A summer night under an old apple tree turns into a nightmare—when Rowan dives into a burning barn to save the lord’s child and comes out alive… but unable to remember his own wife. Elena and Rowan start with intimacy turned into distance: she recognizes him instantly, but he feels like a stranger; their bond rebuilds through patience, caretaking, and the painful truth behind his disappearance. Second-chance love that survives loss, guilt, and time—where tender domestic moments (sewing, letters, shared meals) slowly heal what tragedy broke.

Chapter 1 · Apple Tree Promises · 6 min read

The courtyard smelled of crushed grass and sweet apples. Elena sat where the roots rose like small knuckles, her skirt spread around her sewing basket, and watched Rowan carry a sack of seed toward the tool shed.
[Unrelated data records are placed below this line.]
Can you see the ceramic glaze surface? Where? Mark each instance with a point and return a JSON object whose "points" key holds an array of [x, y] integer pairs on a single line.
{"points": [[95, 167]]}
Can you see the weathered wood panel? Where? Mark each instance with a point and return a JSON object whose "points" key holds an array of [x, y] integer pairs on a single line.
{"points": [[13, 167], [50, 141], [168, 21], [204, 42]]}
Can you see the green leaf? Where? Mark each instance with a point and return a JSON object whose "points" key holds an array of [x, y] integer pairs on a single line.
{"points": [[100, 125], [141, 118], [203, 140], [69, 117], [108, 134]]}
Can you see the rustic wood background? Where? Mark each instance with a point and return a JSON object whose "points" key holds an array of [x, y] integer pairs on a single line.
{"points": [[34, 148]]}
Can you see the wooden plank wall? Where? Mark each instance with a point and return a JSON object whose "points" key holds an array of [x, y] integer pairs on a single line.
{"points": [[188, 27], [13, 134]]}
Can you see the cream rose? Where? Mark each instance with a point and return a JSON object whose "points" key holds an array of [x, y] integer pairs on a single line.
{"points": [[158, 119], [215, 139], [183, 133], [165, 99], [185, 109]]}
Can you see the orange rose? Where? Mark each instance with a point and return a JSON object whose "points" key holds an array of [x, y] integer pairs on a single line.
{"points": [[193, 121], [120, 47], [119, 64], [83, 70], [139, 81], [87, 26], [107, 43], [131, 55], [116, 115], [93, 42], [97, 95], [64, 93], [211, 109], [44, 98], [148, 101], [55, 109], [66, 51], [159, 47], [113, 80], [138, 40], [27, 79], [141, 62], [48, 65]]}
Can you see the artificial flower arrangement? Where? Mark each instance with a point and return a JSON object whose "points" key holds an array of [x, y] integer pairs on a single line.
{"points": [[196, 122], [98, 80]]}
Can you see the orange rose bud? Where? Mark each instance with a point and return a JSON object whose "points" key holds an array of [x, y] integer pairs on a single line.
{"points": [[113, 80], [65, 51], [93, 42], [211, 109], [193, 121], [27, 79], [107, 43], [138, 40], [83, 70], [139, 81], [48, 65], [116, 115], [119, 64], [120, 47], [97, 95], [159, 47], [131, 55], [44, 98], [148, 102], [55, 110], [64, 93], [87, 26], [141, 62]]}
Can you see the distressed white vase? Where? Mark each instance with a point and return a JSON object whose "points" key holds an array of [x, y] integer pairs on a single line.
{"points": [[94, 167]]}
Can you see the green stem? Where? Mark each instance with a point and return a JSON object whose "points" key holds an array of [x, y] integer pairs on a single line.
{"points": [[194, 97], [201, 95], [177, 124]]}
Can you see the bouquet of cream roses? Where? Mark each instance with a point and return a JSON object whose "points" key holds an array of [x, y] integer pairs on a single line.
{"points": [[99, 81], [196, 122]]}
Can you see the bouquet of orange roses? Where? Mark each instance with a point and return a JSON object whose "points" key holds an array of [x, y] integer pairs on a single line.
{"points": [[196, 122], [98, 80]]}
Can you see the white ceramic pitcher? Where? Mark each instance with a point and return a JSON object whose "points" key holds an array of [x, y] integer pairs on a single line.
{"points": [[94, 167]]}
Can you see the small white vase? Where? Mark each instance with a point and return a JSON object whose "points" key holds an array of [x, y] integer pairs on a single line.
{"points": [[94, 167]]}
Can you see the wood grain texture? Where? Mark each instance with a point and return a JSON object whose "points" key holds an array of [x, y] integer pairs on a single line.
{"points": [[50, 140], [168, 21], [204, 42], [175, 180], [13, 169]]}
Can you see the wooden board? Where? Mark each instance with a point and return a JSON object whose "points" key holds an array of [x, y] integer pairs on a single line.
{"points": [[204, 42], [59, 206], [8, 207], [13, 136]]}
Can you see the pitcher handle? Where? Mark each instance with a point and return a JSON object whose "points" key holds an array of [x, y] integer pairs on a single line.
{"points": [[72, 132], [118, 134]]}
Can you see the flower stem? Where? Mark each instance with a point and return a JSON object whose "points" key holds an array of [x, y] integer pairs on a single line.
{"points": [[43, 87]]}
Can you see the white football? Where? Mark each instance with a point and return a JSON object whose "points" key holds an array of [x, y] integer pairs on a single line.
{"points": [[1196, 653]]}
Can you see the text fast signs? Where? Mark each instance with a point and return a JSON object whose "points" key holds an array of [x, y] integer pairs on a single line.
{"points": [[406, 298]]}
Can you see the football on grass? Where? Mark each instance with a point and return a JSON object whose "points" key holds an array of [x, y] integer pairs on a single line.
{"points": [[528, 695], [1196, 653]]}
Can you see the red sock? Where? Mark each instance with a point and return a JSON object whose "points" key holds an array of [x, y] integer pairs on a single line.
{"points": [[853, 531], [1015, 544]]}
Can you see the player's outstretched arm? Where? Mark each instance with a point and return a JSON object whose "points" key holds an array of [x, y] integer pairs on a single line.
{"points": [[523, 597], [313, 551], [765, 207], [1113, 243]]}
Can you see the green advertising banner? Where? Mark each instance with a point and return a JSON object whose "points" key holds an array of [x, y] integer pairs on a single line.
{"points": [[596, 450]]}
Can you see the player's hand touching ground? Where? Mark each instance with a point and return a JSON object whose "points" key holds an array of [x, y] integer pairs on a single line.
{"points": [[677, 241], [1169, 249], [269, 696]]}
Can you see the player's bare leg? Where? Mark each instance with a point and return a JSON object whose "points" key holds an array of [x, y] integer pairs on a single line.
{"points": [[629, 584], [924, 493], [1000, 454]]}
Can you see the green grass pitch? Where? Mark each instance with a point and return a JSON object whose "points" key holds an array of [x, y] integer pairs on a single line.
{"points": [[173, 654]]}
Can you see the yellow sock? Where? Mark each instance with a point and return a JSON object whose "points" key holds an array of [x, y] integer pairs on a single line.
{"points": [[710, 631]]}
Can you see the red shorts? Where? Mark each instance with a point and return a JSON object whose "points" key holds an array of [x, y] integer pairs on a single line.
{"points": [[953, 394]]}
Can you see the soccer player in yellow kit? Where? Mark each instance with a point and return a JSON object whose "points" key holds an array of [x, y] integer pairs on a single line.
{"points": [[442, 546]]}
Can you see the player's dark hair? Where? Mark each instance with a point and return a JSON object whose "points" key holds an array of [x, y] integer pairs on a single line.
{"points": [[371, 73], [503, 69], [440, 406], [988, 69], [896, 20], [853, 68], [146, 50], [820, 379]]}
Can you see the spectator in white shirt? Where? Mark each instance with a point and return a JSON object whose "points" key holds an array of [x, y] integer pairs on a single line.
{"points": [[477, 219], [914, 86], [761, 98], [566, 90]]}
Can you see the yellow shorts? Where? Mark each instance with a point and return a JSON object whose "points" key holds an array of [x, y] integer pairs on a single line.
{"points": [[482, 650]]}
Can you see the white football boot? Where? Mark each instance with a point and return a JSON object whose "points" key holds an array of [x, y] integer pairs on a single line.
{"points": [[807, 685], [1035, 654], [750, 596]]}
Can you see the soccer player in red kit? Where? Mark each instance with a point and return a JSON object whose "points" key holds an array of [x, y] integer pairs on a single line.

The moon was not fully up, but the old apple tree already made a dark arch over them, like a roof made for secrets.

Rowan’s shirt was rolled to his elbows. His hands were dusted pale at the knuckles, and when he wiped them on his trousers, a faint line of dirt stayed on his skin. Elena’s needle paused between her fingers. She had been careful with her hope, the way she was careful with fine thread—pull too hard and it snapped.

Rowan set the sack down and turned. “You’re making that face,” he said. His voice was low, amused, like he could hear her thoughts through the cloth.

Elena pulled the next stitch through a strip of linen she was mending for the manor. It was a small job, but her hands shook anyway. “It’s nothing,” she lied, then took a breath that tasted of apple and warm dust. “Rowan.”

He came closer, slow, as if approaching an animal that might bolt. He smelled like earth and sweat, honest and solid. Elena lifted her gaze to his, and for a moment all the sound in the courtyard seemed to stop—only the leaves in the apple tree kept moving.

She reached into her sewing basket, not for the linen, but for the small bundle she had wrapped and rewrapped over the days. The cloth was soft, folded too many times, like a promise folded small enough to hide. “I… I need you to hear something,” she said.

Rowan’s brows drew together. “What is it?”

Elena’s throat tightened. She wanted to say it quickly, before fear could catch her. “I’m pregnant,” she said. The words came out plain, but her chest felt like it had been punched. “You’re going to be a father.”

Rowan didn’t speak at first. His eyes went bright, then confused, as if his mind tried to fit the meaning into a space it didn’t have. Then his hands—those steady hands that usually counted seeds and pulled weeds—hovered near her shoulders, unsure where to land.

Elena leaned in before he could lose the moment. She pressed her forehead to his chest, feeling his heartbeat through the fabric. “I didn’t know how to say it,” she whispered. “I was afraid you would look at me like I ruined something.”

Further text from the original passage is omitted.